Some of these elements (P, Cl, K, Ti, Cr, and Mn) have no coronal spectroscopic measurements available. The determination of the elemental abundances of these rarer species will allow us to fill in the "blanks" of the solar wind versus photospheric abundance tables. This is important in obtaining a much better analysis of the solar wind feeding and acceleration processes in the chromosphere and inner corona. The solar wind and coronal elemental abundances indicate an ordering of relative abundance enhancement (or depletion) to photospheric values partially correlated with the the amount of energy required to strip off the first electron from the atom, that is to become ionized. This is called the "FIP effect", after the name for the energy involved - the First Ionization Potential. The newly observed solar wind elements have different chemical properties from each other and previously measured elements (first ionization potentials, first ionization times, charge state equilibrium times, atomic mass, etc.). Knowledge of their relative abundances serve as diagnostic tools for determining conditions in the chromosphere/transition region where ions are separated from neutrals. The elemental abundance determination of potassium (K) will be particularly interesting since its first ionization potential at 4.34 eV makes it the lowest FIP species observed to date in the solar wind.

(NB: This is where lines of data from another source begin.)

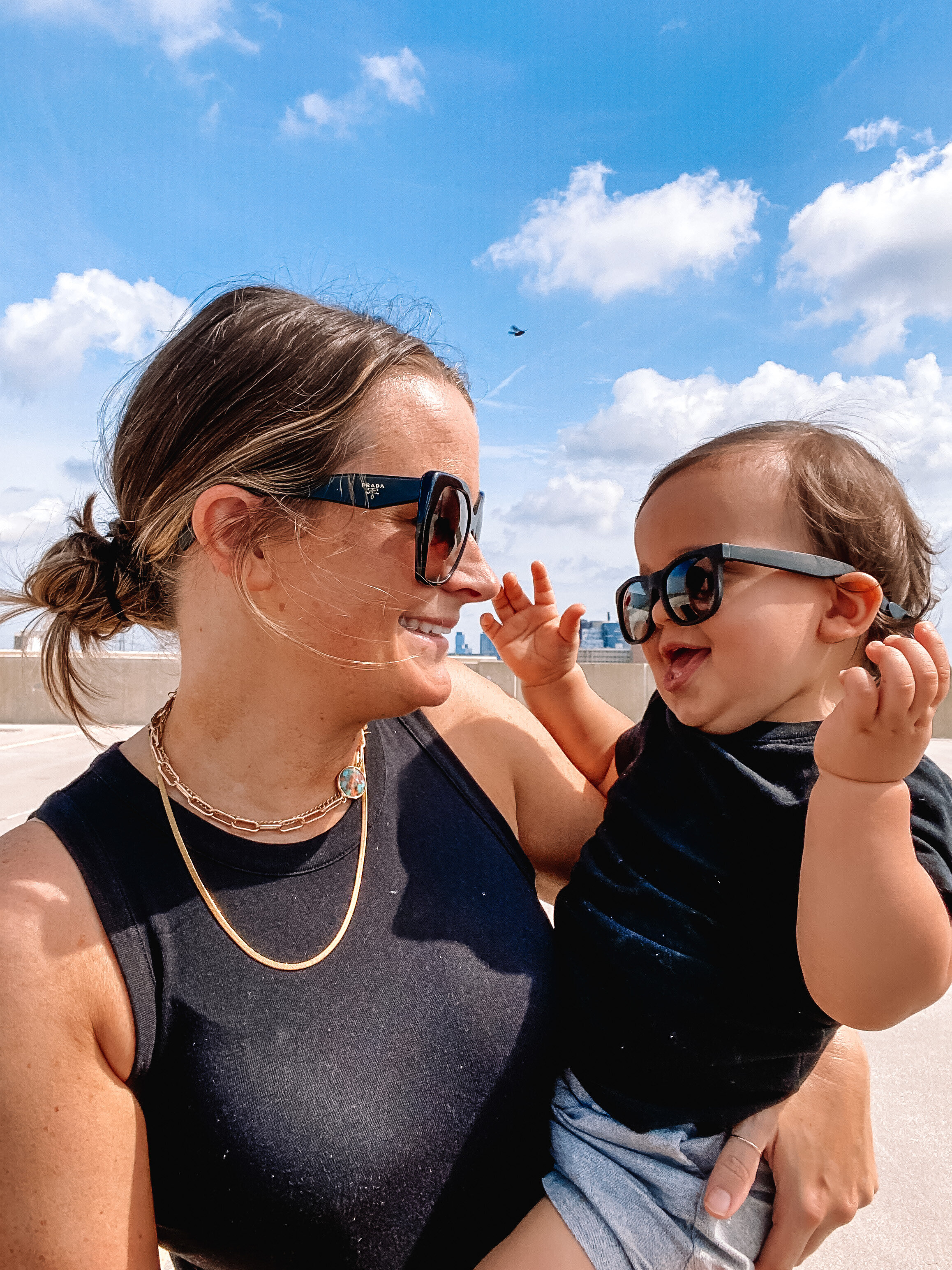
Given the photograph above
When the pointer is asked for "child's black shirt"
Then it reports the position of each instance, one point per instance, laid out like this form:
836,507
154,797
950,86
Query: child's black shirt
682,996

The FIP effect is not the same for all types of solar wind. The temporal resolution of CELIAS means that abundance variations in different types of solar wind (e.g., coronal hole-associated vs. slow solar wind) may be better traced to varying conditions in the source regions of the solar wind.
The MTOF sensor is routinely measuring isotopic abundance variations for several elements (neon, magnesium, silicon, sulfur, argon, calcium, iron, and nickel), some of which have never been previously observed in either the solar wind, solar energetic particles, or spectroscopically. Among the new solar wind isotopes are those of silicon, sulfur, calcium, chromium, iron, and nickel. Other isotopes are being measured with a much finer temporal resolution than previously available (on the order of minutes/hours instead of months/years).
Matter in the corona and solar wind is derived from the outer convective zone (OCZ) of the Sun. Isotopic abundances of the less volatile elements in the solar atmosphere are probably very similar to terrestrial, lunar and meteoritic abundances. From such elements it is possible to infer the amount of isotopic fractionation under varying conditions in the solar wind source region. For many species, the solar wind provides the only source of information, which is important for many cosmochemical and astrophysical applications. Knowledge of the isotopic composition of the OCZ will yield information on the early solar nebula and the history of the solar system.